[1] Pela segunda vez, a moça tomou coragem; a pretexto de
dor de dente, conseguiu licença para faltar ao serviço. Não lhe foi
difícil descobrir o endereço da gorda e exageradamente gentil
[4] madama Carlota, atual cartomante bem-sucedida, moradora de
apartamento próprio, fã de Jesus, “doidinha por Ele”, que sempre
a ajudou.
[7] Mais falando de si mesma do que de sua “cliente”, a
cartomante concluiu: “Mas, Macabeazinha, que vida horrível a
sua! Que meu amigo Jesus tenha dó de você, filhinha! Mas que
[10] horror!” Resolveu, então, animar a pobre coitada. “Tenho grandes
notícias para lhe dar:
Sua vida vai mudar completamente! Até seu namorado
[13] vai voltar e propor casamento e seu chefe não vai mais lhe
despedir! E tem mais! Um dinheiro grande vai lhe entrar pela
porta adentro em horas da noite trazido por um homem
[16] estrangeiro. Ele é alourado e tem olhos azuis ou verdes ou
castanhos ou pretos. Parece se chamar Hans, e é ele quem vai se
casar com você!”
[19] Saiu da casa da cartomante mudada. “Até para atravessar
a rua ela já era outra pessoa. Uma pessoa grávida de futuro”.
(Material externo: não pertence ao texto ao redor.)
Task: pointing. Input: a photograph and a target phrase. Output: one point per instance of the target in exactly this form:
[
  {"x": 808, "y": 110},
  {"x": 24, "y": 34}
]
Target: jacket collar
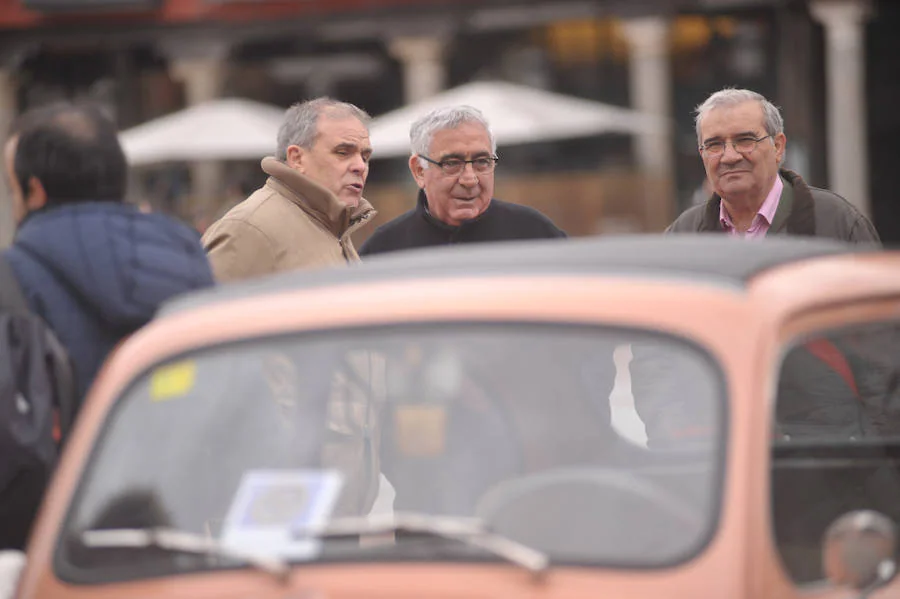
[
  {"x": 796, "y": 214},
  {"x": 318, "y": 202}
]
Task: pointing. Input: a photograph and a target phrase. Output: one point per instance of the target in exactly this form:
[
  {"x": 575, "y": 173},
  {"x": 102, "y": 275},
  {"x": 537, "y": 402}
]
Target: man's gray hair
[
  {"x": 421, "y": 133},
  {"x": 772, "y": 120},
  {"x": 300, "y": 124}
]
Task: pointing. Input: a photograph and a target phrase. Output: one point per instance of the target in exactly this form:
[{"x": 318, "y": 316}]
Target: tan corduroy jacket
[{"x": 290, "y": 223}]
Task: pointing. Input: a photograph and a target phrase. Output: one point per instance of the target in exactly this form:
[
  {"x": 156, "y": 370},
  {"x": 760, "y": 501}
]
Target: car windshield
[{"x": 528, "y": 428}]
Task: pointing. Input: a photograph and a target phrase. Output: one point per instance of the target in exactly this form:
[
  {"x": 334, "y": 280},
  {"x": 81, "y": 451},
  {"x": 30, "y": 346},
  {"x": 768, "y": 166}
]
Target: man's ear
[
  {"x": 780, "y": 147},
  {"x": 35, "y": 195},
  {"x": 294, "y": 158},
  {"x": 417, "y": 170}
]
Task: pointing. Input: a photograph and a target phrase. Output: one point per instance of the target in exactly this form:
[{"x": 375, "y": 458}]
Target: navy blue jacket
[{"x": 98, "y": 271}]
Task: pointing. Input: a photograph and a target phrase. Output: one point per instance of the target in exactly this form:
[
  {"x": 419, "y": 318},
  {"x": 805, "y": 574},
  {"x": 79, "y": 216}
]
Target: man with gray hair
[
  {"x": 310, "y": 205},
  {"x": 453, "y": 158},
  {"x": 742, "y": 144}
]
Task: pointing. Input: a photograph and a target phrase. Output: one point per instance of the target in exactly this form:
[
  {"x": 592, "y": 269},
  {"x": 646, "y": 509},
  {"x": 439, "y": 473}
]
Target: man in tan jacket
[
  {"x": 303, "y": 218},
  {"x": 305, "y": 213}
]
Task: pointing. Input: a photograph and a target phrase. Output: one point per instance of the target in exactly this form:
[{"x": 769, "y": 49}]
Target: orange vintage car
[{"x": 636, "y": 417}]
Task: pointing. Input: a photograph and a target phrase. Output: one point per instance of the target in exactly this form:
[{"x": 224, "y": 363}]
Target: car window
[
  {"x": 513, "y": 424},
  {"x": 836, "y": 440}
]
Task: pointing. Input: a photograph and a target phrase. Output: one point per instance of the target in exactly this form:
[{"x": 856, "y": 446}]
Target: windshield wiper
[
  {"x": 186, "y": 542},
  {"x": 469, "y": 531}
]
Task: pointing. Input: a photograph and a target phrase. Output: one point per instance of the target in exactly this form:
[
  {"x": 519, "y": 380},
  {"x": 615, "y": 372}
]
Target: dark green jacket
[{"x": 802, "y": 210}]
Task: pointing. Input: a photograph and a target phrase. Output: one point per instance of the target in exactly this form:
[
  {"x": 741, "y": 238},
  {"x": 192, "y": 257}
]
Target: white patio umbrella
[
  {"x": 222, "y": 129},
  {"x": 517, "y": 114}
]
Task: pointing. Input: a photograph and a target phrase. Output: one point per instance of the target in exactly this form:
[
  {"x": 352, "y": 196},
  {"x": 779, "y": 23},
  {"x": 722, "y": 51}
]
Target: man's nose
[
  {"x": 358, "y": 165},
  {"x": 730, "y": 155}
]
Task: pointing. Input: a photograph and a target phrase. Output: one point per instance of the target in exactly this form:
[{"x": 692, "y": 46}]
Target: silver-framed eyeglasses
[
  {"x": 455, "y": 166},
  {"x": 742, "y": 145}
]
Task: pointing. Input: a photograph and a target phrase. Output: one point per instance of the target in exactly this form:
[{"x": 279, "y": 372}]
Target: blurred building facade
[{"x": 830, "y": 64}]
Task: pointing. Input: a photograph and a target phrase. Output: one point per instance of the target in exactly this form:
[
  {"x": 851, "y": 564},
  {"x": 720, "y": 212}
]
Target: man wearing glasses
[
  {"x": 453, "y": 160},
  {"x": 742, "y": 144}
]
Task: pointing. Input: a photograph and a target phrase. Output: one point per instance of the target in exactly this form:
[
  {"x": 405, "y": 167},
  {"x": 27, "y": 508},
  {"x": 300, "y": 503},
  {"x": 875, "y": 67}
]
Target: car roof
[{"x": 715, "y": 259}]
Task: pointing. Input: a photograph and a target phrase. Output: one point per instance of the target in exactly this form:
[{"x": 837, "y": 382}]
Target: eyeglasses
[
  {"x": 741, "y": 145},
  {"x": 455, "y": 166}
]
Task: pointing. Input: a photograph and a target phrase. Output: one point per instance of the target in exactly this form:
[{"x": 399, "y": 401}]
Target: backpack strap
[{"x": 11, "y": 298}]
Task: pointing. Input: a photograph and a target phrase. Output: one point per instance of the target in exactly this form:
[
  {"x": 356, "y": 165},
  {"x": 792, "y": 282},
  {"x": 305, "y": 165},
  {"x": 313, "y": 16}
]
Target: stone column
[
  {"x": 8, "y": 111},
  {"x": 424, "y": 73},
  {"x": 201, "y": 67},
  {"x": 651, "y": 93},
  {"x": 843, "y": 21}
]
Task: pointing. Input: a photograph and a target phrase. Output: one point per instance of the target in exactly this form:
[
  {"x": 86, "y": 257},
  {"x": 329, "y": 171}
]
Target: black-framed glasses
[
  {"x": 455, "y": 166},
  {"x": 741, "y": 145}
]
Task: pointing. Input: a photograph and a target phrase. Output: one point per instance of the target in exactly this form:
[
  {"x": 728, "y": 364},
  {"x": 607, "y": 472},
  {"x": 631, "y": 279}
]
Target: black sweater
[{"x": 501, "y": 221}]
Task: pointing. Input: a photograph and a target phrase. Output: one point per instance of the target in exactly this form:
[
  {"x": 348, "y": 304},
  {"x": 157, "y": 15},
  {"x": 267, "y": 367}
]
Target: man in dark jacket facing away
[
  {"x": 94, "y": 268},
  {"x": 453, "y": 158}
]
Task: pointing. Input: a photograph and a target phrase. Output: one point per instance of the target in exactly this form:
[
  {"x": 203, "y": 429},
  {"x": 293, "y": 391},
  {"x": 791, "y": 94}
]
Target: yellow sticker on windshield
[{"x": 173, "y": 380}]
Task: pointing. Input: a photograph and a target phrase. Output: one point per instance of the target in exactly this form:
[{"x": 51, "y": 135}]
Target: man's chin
[{"x": 351, "y": 201}]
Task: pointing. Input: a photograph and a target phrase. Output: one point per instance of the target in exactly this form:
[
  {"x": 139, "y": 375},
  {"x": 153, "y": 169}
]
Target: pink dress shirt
[{"x": 763, "y": 219}]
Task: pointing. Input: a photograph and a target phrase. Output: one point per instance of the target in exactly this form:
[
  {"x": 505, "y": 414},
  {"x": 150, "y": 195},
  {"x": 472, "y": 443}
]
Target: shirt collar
[{"x": 766, "y": 212}]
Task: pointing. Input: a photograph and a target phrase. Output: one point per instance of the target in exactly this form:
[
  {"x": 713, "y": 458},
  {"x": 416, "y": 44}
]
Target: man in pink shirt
[{"x": 742, "y": 144}]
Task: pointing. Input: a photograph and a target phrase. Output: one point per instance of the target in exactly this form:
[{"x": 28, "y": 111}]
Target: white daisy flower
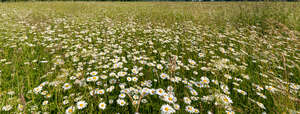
[
  {"x": 102, "y": 105},
  {"x": 81, "y": 104},
  {"x": 67, "y": 86},
  {"x": 167, "y": 109}
]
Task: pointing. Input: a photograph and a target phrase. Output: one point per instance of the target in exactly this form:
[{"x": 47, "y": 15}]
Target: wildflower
[
  {"x": 205, "y": 80},
  {"x": 102, "y": 105},
  {"x": 121, "y": 102},
  {"x": 167, "y": 109},
  {"x": 189, "y": 109},
  {"x": 7, "y": 108},
  {"x": 229, "y": 112},
  {"x": 176, "y": 106},
  {"x": 226, "y": 99},
  {"x": 122, "y": 95},
  {"x": 81, "y": 104},
  {"x": 159, "y": 66},
  {"x": 164, "y": 76},
  {"x": 67, "y": 86},
  {"x": 45, "y": 103},
  {"x": 94, "y": 73},
  {"x": 70, "y": 110},
  {"x": 187, "y": 100}
]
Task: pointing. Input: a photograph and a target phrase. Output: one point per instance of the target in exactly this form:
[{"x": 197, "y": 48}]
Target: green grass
[{"x": 54, "y": 42}]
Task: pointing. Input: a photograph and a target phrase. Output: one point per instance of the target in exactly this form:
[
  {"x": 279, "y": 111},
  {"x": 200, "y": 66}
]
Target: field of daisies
[{"x": 149, "y": 57}]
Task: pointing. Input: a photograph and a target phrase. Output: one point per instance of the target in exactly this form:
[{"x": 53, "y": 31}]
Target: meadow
[{"x": 150, "y": 57}]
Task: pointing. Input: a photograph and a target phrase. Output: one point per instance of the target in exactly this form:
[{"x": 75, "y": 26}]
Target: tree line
[{"x": 141, "y": 0}]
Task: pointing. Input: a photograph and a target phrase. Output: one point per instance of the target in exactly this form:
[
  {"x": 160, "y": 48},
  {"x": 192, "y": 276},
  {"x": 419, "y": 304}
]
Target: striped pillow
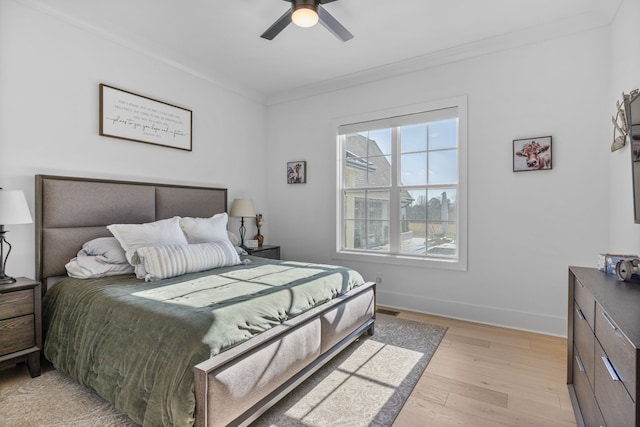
[{"x": 161, "y": 262}]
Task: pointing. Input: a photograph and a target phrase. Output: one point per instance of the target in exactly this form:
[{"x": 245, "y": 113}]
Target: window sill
[{"x": 435, "y": 263}]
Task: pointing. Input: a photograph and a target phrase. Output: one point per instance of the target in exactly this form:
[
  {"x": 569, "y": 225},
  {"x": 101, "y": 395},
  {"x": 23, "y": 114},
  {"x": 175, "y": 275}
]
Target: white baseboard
[{"x": 531, "y": 322}]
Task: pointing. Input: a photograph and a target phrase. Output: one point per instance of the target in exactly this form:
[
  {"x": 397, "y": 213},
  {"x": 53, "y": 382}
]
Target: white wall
[
  {"x": 49, "y": 81},
  {"x": 525, "y": 229},
  {"x": 625, "y": 66}
]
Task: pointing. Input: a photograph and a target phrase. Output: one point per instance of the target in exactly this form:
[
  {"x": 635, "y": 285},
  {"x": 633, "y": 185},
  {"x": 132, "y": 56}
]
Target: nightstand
[
  {"x": 20, "y": 323},
  {"x": 265, "y": 251}
]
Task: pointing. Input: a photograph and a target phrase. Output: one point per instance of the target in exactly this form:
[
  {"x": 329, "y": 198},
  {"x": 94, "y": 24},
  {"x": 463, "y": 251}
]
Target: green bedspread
[{"x": 136, "y": 343}]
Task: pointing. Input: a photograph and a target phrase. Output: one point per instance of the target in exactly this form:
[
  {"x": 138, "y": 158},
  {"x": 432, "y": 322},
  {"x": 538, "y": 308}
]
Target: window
[{"x": 402, "y": 184}]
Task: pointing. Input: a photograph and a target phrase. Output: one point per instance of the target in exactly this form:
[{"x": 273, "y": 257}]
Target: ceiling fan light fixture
[{"x": 304, "y": 15}]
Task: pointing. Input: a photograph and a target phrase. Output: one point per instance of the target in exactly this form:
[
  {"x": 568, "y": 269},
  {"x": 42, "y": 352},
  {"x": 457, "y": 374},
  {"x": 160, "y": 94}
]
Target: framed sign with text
[{"x": 126, "y": 115}]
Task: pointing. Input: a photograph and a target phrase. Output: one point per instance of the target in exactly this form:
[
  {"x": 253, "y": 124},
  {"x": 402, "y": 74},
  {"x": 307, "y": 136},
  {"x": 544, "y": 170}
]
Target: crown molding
[
  {"x": 226, "y": 84},
  {"x": 528, "y": 36}
]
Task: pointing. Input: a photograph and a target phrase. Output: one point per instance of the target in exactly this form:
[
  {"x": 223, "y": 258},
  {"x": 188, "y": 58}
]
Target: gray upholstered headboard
[{"x": 71, "y": 211}]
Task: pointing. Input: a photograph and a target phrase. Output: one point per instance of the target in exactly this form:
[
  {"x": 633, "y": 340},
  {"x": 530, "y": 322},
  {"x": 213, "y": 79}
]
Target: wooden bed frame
[{"x": 238, "y": 385}]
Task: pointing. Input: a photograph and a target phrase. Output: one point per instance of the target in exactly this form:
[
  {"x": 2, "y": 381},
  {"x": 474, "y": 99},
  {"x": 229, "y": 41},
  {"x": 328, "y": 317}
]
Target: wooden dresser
[
  {"x": 603, "y": 341},
  {"x": 20, "y": 324}
]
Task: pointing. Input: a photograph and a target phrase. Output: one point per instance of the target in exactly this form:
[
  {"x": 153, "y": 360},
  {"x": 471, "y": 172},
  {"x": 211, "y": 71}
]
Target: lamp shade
[
  {"x": 13, "y": 208},
  {"x": 242, "y": 208}
]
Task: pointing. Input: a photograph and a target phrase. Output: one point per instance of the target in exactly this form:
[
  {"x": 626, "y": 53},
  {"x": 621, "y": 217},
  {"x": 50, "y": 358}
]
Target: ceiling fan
[{"x": 307, "y": 13}]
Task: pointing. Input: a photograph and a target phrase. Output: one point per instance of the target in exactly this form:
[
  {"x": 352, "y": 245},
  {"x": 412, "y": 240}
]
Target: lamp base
[{"x": 5, "y": 280}]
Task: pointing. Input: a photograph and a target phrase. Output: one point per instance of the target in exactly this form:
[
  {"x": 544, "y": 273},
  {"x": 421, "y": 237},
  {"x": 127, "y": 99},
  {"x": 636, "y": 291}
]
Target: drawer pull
[
  {"x": 610, "y": 368},
  {"x": 613, "y": 325}
]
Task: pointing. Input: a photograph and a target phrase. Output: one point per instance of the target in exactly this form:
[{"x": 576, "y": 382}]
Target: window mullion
[{"x": 394, "y": 196}]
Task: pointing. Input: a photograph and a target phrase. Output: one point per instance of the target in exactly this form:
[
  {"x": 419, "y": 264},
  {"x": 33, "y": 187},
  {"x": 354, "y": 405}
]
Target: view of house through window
[{"x": 399, "y": 185}]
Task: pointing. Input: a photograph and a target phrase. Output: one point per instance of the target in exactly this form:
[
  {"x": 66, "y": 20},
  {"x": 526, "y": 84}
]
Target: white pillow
[
  {"x": 203, "y": 230},
  {"x": 91, "y": 267},
  {"x": 106, "y": 249},
  {"x": 162, "y": 262},
  {"x": 134, "y": 236}
]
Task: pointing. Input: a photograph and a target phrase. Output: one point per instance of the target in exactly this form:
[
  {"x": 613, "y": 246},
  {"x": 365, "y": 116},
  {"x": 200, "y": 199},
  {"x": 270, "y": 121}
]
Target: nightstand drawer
[
  {"x": 584, "y": 392},
  {"x": 619, "y": 350},
  {"x": 586, "y": 302},
  {"x": 584, "y": 340},
  {"x": 618, "y": 409},
  {"x": 17, "y": 334},
  {"x": 13, "y": 304}
]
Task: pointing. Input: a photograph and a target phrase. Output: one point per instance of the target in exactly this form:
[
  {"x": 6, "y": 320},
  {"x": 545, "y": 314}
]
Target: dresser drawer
[
  {"x": 584, "y": 340},
  {"x": 13, "y": 304},
  {"x": 17, "y": 334},
  {"x": 618, "y": 409},
  {"x": 587, "y": 401},
  {"x": 586, "y": 302},
  {"x": 618, "y": 349}
]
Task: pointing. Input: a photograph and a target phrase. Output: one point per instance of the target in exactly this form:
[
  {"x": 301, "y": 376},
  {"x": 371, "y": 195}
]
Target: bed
[{"x": 228, "y": 383}]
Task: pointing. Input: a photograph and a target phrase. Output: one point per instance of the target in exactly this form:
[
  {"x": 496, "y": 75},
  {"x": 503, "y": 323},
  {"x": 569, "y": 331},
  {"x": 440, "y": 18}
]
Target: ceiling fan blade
[
  {"x": 277, "y": 26},
  {"x": 331, "y": 24}
]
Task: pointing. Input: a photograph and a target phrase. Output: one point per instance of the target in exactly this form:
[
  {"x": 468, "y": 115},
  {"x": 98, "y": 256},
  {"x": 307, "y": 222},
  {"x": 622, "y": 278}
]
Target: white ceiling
[{"x": 220, "y": 39}]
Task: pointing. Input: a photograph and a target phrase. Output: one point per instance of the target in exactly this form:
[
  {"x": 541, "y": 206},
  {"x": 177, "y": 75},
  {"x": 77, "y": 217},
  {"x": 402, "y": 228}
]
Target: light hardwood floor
[
  {"x": 479, "y": 376},
  {"x": 484, "y": 375}
]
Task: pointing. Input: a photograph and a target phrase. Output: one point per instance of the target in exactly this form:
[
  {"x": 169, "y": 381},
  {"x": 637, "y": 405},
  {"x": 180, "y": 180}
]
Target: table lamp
[
  {"x": 13, "y": 210},
  {"x": 242, "y": 208}
]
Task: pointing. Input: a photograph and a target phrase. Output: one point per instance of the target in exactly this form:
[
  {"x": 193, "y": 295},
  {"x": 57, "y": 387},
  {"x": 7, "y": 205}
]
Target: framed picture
[
  {"x": 126, "y": 115},
  {"x": 297, "y": 172},
  {"x": 532, "y": 154}
]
Ao dar o passo para descer da calçada, Macabéa foi
[22] atropelada por um luxuoso Mercedes amarelo, que fugiu, sem que
o motorista prestasse socorro. Ela bateu na quina do meio-fio com
a cabeça, que começou a sangrar. Tomada por uma espécie de
[25] delírio oco, observou que havia capim na rua. “O Destino tinha
escolhido para ela um beco no escuro e uma sarjeta” como se ela
fosse “uma galinha de pescoço mal cortado que corre espavorida
[28] pingando sangue”. Só que Macabéa lutava muda. Então começou
levemente a garoar: Olímpico tinha razão ela só sabia mesmo era
chover!
[31] Os curiosos que se aproximaram nada fizeram “como
antes pessoas nada haviam feito por ela, só que agora pelo menos
a espiavam. O que lhe dava uma existência”.
[34] “Ela se mexeu devagar, acomodou o corpo em posição
fetal. Era uma maldita e não sabia. Agarrava-se a um fiapo de
consciência e repetia mentalmente sem cessar eu sou, eu sou. Eu
[37] sou. Teve uma úmida felicidade suprema, pois ela nascera para o
abraço da morte. Um gosto suave, arrepiante, gélido e agudo
como no amor. Seria esta a graça a que vós chamais Deus? Sim?
[40] Se iria morrer, na morte passava de virgem a mulher. Então ela
pronunciou uma frase que ninguém entendeu: “Quanto ao futuro.”
Vomitou um pouco de sangue. Estava enfim livre de si e de nós.
[43]Viver é um luxo. Pronto, passou.”
Clarice Lispector. A hora da estrela. Rio de Janeiro: Rocco, 1998 (com adaptações).
A partir do texto acima, julgue o item.
Preserva-se a correção gramatical e o significado do trecho “a moça tomou coragem” (l.1) se ele for reestruturado como: a moça pôs-se corajosa.